Henry VI and Margaret of Anjou
By Amy License, Pen and Sword Books, 256pp, £19.99/$35
During my days as an undergraduate, a professor of history under whom I was studying once summarised the standards of medieval chivalry as “pagan warrior codes with a Christian veneer”. It would be hard to find a summary of any topic at once so brief and so insightful.
If, at least in theory, the society of the Middle Ages recognised the superiority of the priesthood and the religious life over the profession of arms, it was the latter which, at least for all practical purposes, continued to be treated as the highest ideal for the layman – often in ways which led to gratuitously violent practices that directly violated Catholic moral theology and canon law.
Had attitudes more in keeping with the principles of the Church truly predominated in his lifetime, it is likely that England’s King Henry VI would not have suffered usurpation and imprisonment but would have enjoyed the unremarkable and uneventful reign of a well-meaning ruler of limited abilities.
It is likely that his queen, Margaret of Anjou, would not have ended her days in exile after gaining a reputation as being ambitious, domineering and hungry for power but would have been known as a talented woman able to compensate for her husband’s shortcomings.
Amy License’s revisionist history, subtitled “A Marriage of Unequals”, reveals the truth that it was the virtues of the notably pious Henry and of his spouse which, together with the vices of some of their highest-ranking subjects, led to the Wars of the Roses and to the royal couple’s fall from power.
Domestic opposition to Henry VI was largely grounded in two related factors. One was his love of peace – a characteristic which had the potential to be literally deadly for a monarch during an age in which knights, nobles and royalty were commonly expected to pursue combat for its own sake, as a sort of high-risk sport aimed at nothing more than the demonstration of martial prowess and the establishment of one’s own dominance – the sort of pseudo-virtue glorified in literature from pagan epics to chivalric romances before its well-deserved satirising by Miguel Cervantes in Don Quixote. To those who embraced such notions of “masculinity”, a ruler who did not set out to “prove” himself in war and who was not aggressive in the pursuit of power was not to be taken seriously.
What was then recent English history provided the second factor. The king’s father, Henry V, was famous for his conquests in France. During Henry VI’s childhood those conquests had largely been reversed by the victories of St Joan of Arc and by the momentum which resulted from them. The younger Henry’s preference for a compromise peace over a war of re-conquest aimed only at pride, prestige and power incurred the ire of many within his country’s ruling class.
Efforts to arrive at an accurate historical interpretation of the reign of Henry VI are complicated by the combination of the king’s personal and psychological weaknesses with the reality that the level of opposition he faced would have been a challenge even for the strongest individuals, and that the very perception of royal weakness increased both the numbers of those willing to oppose him and the degree to which they were willing to express their opposition.

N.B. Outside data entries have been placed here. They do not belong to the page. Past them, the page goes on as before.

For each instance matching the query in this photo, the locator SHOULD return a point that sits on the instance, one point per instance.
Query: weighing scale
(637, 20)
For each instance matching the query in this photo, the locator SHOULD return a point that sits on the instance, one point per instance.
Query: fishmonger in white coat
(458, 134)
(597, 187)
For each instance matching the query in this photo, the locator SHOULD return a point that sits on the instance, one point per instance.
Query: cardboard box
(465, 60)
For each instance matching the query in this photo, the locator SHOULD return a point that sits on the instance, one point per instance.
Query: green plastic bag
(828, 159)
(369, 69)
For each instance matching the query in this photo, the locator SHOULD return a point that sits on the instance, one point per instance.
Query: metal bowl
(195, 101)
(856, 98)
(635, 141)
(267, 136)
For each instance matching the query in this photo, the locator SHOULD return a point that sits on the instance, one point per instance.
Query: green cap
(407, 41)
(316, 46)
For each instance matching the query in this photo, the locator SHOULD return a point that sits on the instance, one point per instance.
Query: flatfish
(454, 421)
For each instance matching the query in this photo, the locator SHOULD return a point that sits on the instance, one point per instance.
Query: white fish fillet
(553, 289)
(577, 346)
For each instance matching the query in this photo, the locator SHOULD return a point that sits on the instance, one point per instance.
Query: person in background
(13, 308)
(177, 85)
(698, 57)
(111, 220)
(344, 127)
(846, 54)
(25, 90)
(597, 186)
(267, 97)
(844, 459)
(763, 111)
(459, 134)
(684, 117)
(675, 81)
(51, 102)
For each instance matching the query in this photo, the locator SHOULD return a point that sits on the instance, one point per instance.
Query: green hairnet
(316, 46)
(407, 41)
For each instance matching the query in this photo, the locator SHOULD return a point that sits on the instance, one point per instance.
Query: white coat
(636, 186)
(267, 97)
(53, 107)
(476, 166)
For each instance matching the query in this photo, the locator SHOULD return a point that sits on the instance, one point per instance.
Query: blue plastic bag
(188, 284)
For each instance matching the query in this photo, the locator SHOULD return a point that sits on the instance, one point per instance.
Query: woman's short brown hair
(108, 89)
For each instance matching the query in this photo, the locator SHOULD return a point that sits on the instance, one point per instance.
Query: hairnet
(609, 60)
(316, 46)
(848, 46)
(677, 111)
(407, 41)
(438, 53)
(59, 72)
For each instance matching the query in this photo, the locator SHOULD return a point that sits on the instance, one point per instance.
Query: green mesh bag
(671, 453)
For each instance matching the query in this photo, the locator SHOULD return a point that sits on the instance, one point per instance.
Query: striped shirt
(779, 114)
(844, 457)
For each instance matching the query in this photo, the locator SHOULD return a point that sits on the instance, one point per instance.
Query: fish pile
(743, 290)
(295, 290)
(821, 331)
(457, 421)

What is remarkable, at least in light of his reputation, is not that Henry VI collapsed into insanity after his political and military defeats, but that he first put up a remarkable fight. Had he lacked all strength of character, he might well have allowed himself to be reduced to a figurehead for government by his cousin Richard, Duke of York – father of the future Yorkist King Edward IV.
Unable to maintain control of his government and unwilling to allow the Duke of York to hold an effective monopoly on power, Henry VI turned to his wife for support. Previously Queen Margaret’s political “machinations” had been those necessary to defend herself against powerful figures who had taken the initiative in becoming her opponents – either because of her association with France or out of fear that the royal spouse posed a threat to their own influence over the king. But Margaret was a woman of strong character who fitted naturally into her de facto roles as chief minister and regent, and whose mother, Isabelle of Lorraine, had ruled her own husband’s territories while he was in captivity.
For the 16 years after Edward IV’s usurpation of her husband’s throne in 1455, Margaret of Anjou was the backbone of the Lancastrian cause, until it met disaster in 1571 – a year which saw the destruction of the Lancastrian army at the Battle of Tewksbury, the death of King Henry and of his heir, and the queen’s imprisonment. She was released in 1475, living in exile in France until her death 10 years later.